I woke with the first rays of dawn light filtering through the curtains in a weak orange glow, the relentless noise of New York traffic the faintest hum thanks to what I imagined must be quality soundproofing. Serafino’s steady, even breathing tickled my nape

Not that I was dwelling on my visual or auditory senses.

With his arms wrapped tightly around me, imprisoning me, his touch was as comforting as much as it was suffocating. His sandalwood and citrus scent, which I usually craved, made my stomach twist in rejection.

I knew better now than to want him, even if I had to trick myself into believing it. Even so, I knew deep down I wanted to stay like this with him, that I really didn’t want to leave at all.

I savored being close to him for a few more minutes, then carefully slipped out of his hold before I pulled the bedcover over his bared, broad chest. Though I was tempted to push his mussed hair behind his ear, I resisted.

It was better that he didn’t wake. Better that I didn’t have to say goodbye. Better that I didn’t have to pretend he hadn’t affected me deeper than anyone had ever before.

Ignoring a wave of sadness, I slinked over to the walk-in-robe. Scanning the clothes he’d bought me, I selected a long peasant skirt in gray and peacock blue and an off the shoulder, short white blouse with blue trim on its hem that encircled my waist.

Once I was dressed, I picked up the high-heels he’d bought me so that I could slip out quietly.

I’d enjoy putting my overworked feet into the sheepskin slippers I had at home. I might even go back to bed and sleep the rest of the day and night away. I grimaced. It was the only positive I could muster knowing I was leaving my client for good. I hid a heavy sigh. I didn’t dare linger any longer, as it was I had little enough strength to leave.

I didn’t look back as I left the bedroom then grabbed my clutch bag from the kitchen. The moment I stepped into the elevator, I dug out my cellphone and rang Sinead for the agency car and driver.

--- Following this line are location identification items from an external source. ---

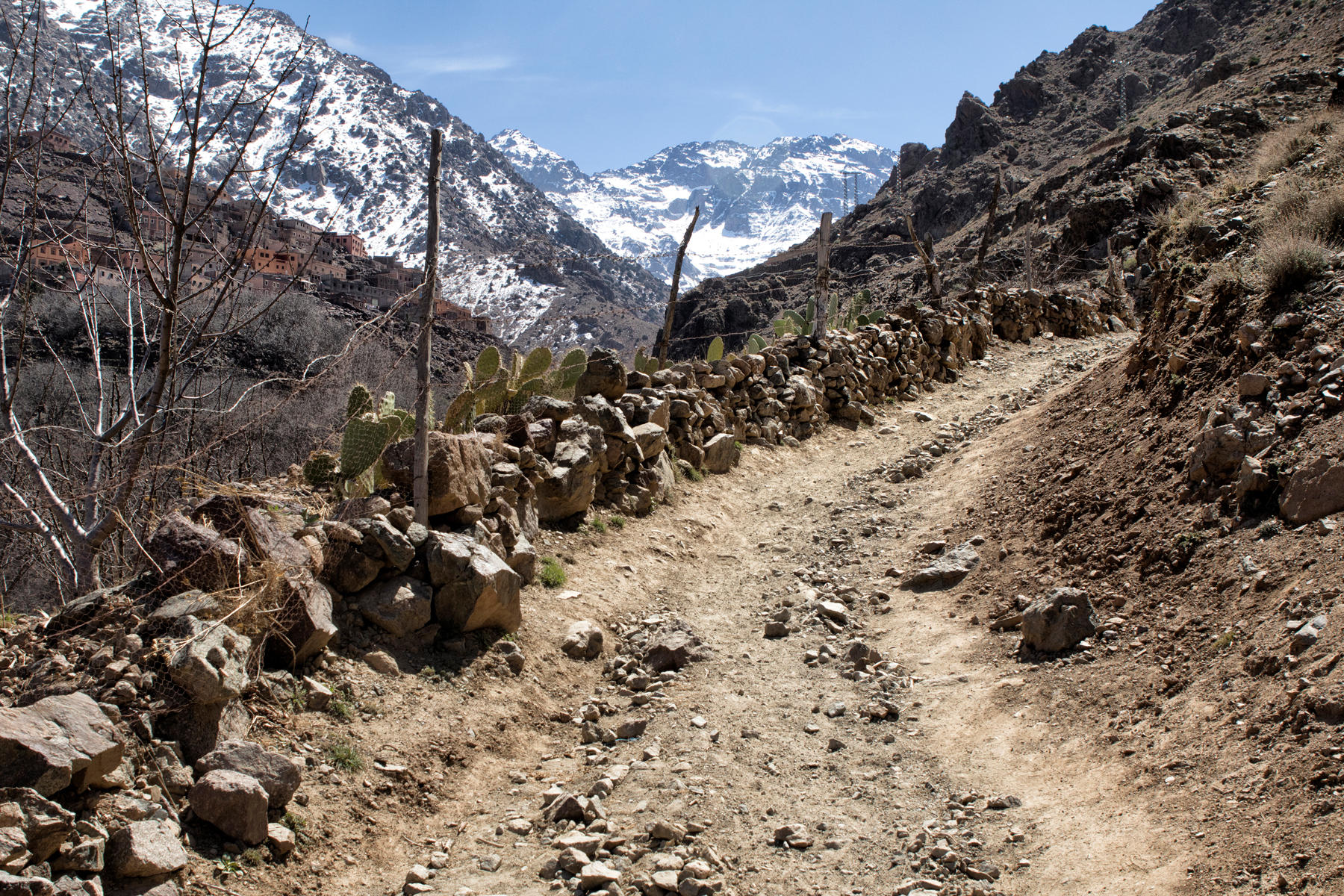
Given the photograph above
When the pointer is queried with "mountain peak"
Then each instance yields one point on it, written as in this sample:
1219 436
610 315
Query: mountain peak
754 200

“Are you okay?” Sinead asked, her voice a little scratchy and sharp.

“I’ll live,” I said shakily.

Silence throbbed between the airwaves, then she said, “Get some rest, yeah? I’ll see you as soon as you wake up.”

I frowned as she disconnected. I hadn’t had a chance to tell her anything, not least that I needed to talk to her. The elevator doors opened and I stepped outside and waited on a bench seat outside. I guess I’d tell her I was leaving the agency tomorrow when I saw her.